Christini Technologies has just released its first street legal all-wheel-drive motorcycle, the AWD SuperMoto. Unlike similar systems developed by KTM and Öhlins, the Christini conversion is mechanical, relying on a complicated system of drive shafts and chains to move power from the gearbox to the front wheel. The company already offers AWD conversions for Honda and KTM dirt bikes, so not only does this supermoto application make sense, but also it should be available to customers in the near future.
Christini says it uses mechanical, rather than hydraulic, two-wheel-drive because it results in less power loss. But, with a complicated system of drive shafts and chains that culminates in a paired set of telescoping and counter rotating drive shafts driving the front wheel through a hub-mounted one-way clutch freewheel; we fear that the lack of power loss will be offset by immense complication.
The system works like this: a chain mounted to a secondary countershaft sprocket runs up to a gearbox mounted on the main frame rail; that drives a shaft which runs under the tank to a bespoke steering head; counter rotating bevel gears located within the head tube transfer power to the lower triple clamp; two small chains then send that power out to a counter rotating drive shaft mounted on each fork leg; those telescopic shafts run down to the front hub, spinning a one-way clutch freewheel. Ok, we're about half done. Power is sent to the front wheel at about 80% of the speed of the rear wheel. So when the rear wheel loses traction, the rear wheel spins faster than the road speed of the front wheel, engaging the one-way clutch in the front hub and sending power to the front wheel. A lever on the handlebar allows riders to discontinue use of the AWD system when desired.

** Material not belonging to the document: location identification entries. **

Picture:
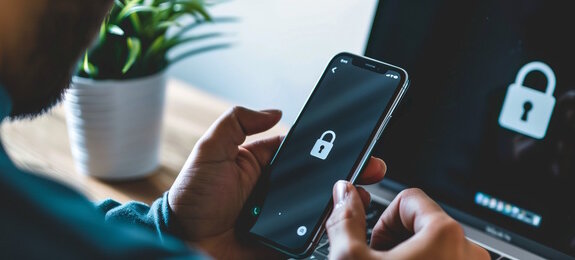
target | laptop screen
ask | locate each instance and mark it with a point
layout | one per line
(488, 124)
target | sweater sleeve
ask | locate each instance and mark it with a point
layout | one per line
(157, 217)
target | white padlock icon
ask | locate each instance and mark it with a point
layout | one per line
(322, 147)
(527, 110)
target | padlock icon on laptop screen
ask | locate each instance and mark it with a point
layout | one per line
(527, 110)
(322, 147)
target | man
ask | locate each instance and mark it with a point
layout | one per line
(40, 42)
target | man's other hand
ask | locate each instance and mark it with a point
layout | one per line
(412, 227)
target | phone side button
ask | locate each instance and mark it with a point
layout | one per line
(381, 130)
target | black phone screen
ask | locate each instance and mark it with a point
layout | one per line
(335, 127)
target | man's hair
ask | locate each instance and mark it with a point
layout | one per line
(62, 32)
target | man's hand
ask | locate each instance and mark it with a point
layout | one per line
(412, 227)
(220, 174)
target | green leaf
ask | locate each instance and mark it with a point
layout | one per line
(114, 29)
(119, 3)
(133, 9)
(134, 49)
(88, 67)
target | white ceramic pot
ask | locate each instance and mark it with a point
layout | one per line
(115, 125)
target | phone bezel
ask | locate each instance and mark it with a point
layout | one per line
(364, 63)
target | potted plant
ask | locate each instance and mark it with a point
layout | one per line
(115, 103)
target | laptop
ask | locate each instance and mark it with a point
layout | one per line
(487, 128)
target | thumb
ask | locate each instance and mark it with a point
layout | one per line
(346, 225)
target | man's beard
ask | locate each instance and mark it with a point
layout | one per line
(63, 33)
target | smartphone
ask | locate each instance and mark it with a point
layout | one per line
(330, 140)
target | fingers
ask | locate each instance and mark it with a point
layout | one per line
(221, 141)
(346, 224)
(414, 226)
(403, 217)
(264, 150)
(365, 197)
(373, 172)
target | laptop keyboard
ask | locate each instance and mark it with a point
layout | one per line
(372, 216)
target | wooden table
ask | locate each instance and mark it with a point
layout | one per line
(42, 146)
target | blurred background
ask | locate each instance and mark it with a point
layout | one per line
(280, 48)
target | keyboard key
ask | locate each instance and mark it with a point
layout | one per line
(492, 254)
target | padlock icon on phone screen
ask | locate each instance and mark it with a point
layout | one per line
(322, 147)
(527, 110)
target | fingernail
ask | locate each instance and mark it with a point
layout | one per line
(341, 193)
(271, 111)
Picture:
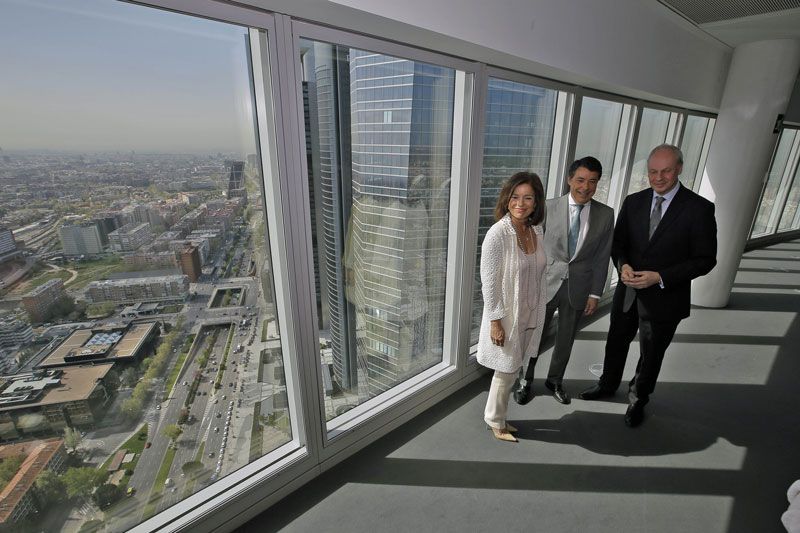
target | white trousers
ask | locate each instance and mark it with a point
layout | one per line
(497, 403)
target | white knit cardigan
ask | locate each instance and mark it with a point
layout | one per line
(500, 287)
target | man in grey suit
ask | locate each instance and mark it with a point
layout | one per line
(577, 240)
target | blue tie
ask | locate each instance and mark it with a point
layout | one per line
(574, 229)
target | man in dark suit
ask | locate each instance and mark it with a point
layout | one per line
(665, 237)
(577, 240)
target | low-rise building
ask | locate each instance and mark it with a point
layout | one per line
(81, 239)
(43, 402)
(17, 499)
(106, 344)
(130, 237)
(145, 289)
(37, 302)
(14, 332)
(8, 246)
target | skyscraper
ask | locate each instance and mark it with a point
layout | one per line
(236, 180)
(383, 141)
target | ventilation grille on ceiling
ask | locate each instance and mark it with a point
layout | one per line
(705, 11)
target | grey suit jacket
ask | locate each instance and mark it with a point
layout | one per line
(589, 268)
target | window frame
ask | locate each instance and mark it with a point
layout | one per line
(386, 411)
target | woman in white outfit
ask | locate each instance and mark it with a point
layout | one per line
(512, 272)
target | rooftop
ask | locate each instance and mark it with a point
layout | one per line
(119, 342)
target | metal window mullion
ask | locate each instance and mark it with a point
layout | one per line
(472, 198)
(628, 140)
(458, 297)
(680, 131)
(675, 126)
(623, 161)
(565, 137)
(701, 163)
(294, 221)
(782, 194)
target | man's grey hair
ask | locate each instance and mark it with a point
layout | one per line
(668, 147)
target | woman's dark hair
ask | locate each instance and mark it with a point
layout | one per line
(509, 186)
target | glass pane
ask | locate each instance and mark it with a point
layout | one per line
(652, 132)
(790, 210)
(138, 323)
(520, 120)
(776, 171)
(692, 147)
(598, 133)
(379, 148)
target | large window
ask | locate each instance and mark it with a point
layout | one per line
(789, 216)
(652, 132)
(598, 136)
(778, 178)
(140, 348)
(694, 145)
(379, 148)
(518, 136)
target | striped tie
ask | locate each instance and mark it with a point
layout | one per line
(655, 216)
(574, 229)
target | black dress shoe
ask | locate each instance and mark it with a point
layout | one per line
(634, 415)
(595, 393)
(558, 391)
(523, 394)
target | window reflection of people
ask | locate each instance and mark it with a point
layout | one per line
(512, 267)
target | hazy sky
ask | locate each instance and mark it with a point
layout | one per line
(105, 75)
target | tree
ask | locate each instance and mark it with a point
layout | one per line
(128, 377)
(173, 431)
(107, 494)
(49, 487)
(80, 482)
(72, 438)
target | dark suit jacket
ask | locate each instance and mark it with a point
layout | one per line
(683, 247)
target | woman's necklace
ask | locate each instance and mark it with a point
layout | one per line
(523, 241)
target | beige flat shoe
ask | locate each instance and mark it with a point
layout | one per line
(504, 435)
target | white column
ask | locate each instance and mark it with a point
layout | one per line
(759, 85)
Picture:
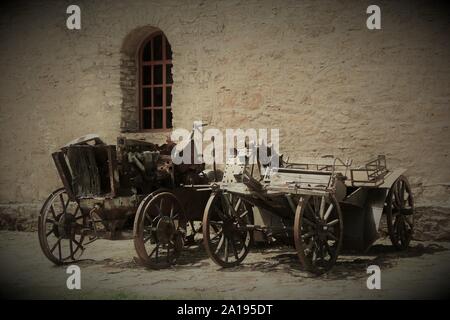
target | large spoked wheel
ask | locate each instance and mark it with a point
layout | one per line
(318, 231)
(159, 229)
(226, 235)
(60, 228)
(399, 210)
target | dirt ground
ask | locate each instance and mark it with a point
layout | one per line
(267, 273)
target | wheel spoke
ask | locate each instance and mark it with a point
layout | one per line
(71, 249)
(309, 222)
(308, 235)
(222, 238)
(154, 251)
(332, 223)
(238, 204)
(52, 209)
(226, 250)
(233, 247)
(322, 207)
(171, 210)
(332, 236)
(218, 234)
(56, 244)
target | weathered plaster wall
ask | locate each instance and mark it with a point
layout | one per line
(310, 68)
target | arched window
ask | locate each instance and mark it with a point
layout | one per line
(155, 83)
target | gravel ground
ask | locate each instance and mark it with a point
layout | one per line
(272, 272)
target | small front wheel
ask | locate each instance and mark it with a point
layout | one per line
(159, 229)
(60, 228)
(399, 210)
(318, 230)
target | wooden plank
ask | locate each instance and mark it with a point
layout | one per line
(64, 172)
(113, 170)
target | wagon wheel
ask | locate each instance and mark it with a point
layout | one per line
(318, 230)
(60, 228)
(159, 228)
(399, 209)
(225, 234)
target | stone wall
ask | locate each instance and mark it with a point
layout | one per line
(310, 68)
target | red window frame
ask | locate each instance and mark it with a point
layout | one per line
(149, 110)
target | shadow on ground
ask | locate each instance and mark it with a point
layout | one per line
(282, 258)
(348, 266)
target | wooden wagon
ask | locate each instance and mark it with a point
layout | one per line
(129, 191)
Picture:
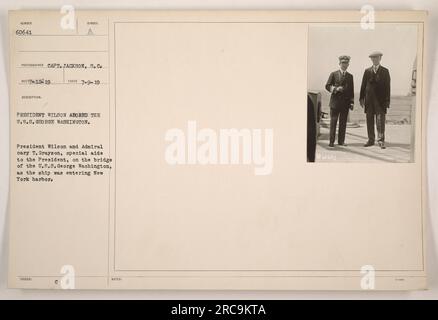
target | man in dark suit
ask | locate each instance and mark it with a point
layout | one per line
(375, 94)
(340, 85)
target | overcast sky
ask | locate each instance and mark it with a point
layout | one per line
(398, 43)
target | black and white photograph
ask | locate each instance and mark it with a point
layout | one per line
(361, 93)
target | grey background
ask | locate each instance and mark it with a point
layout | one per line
(432, 147)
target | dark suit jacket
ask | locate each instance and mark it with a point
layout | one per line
(341, 100)
(376, 89)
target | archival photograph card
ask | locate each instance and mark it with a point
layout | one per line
(244, 150)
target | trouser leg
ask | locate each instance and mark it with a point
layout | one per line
(380, 123)
(342, 125)
(370, 127)
(334, 114)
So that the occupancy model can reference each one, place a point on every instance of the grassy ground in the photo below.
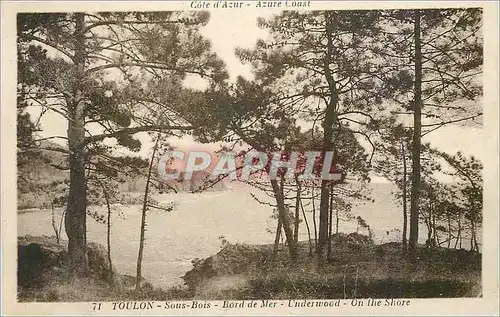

In use, the system works a lot simpler than it sounds, but we still wouldn't want to try and service the miniscule parts located inside the frame, steering head and triple clamp.
Testers have reported that permanent two-wheel-drive motorcycles are able to begin accelerating earlier in corners and harder in slippery conditions. We're not sure how Christini's system, which only engages when the rear wheel slips, will differ from that, but expect the same effects, minus the ability to exploit the added traction before the rear wheel begins to slip. An analogous system would be the viscous coupling differential of the Fiat Panda 4x4. While we've found that vehicle to lack the low, speed stump-pulling traction of mechanical diff SUVs, it can attack slippery conditions at speed with unrivalled aplomb. The trick is to never let off the power. We'd expect similar results from the Christini.
Of course, being a motorcycle, the Christini won't behave entirely like a diminutive hatchback from Italy. The company claims, "An added benefit of AWD is that the front wheel does not want to wash out. When a front end tucks, the wheel stalls, stops turning, and begins to push. With the AWD system, as soon as the wheel begins to stall, power is delivered to the front wheel, forcing it to turn. With the front wheel under power, it is nearly impossible to wash out the front end."
At this point, you're probably thinking the AWD system would make a lot of sense in a street bike, where its prowess in slippery conditions could be both a safety and a performance aid. The first step to achieving that is through road racing; Roland Sands is incorporating the system in one of his SuperSingles. We intend to find out more.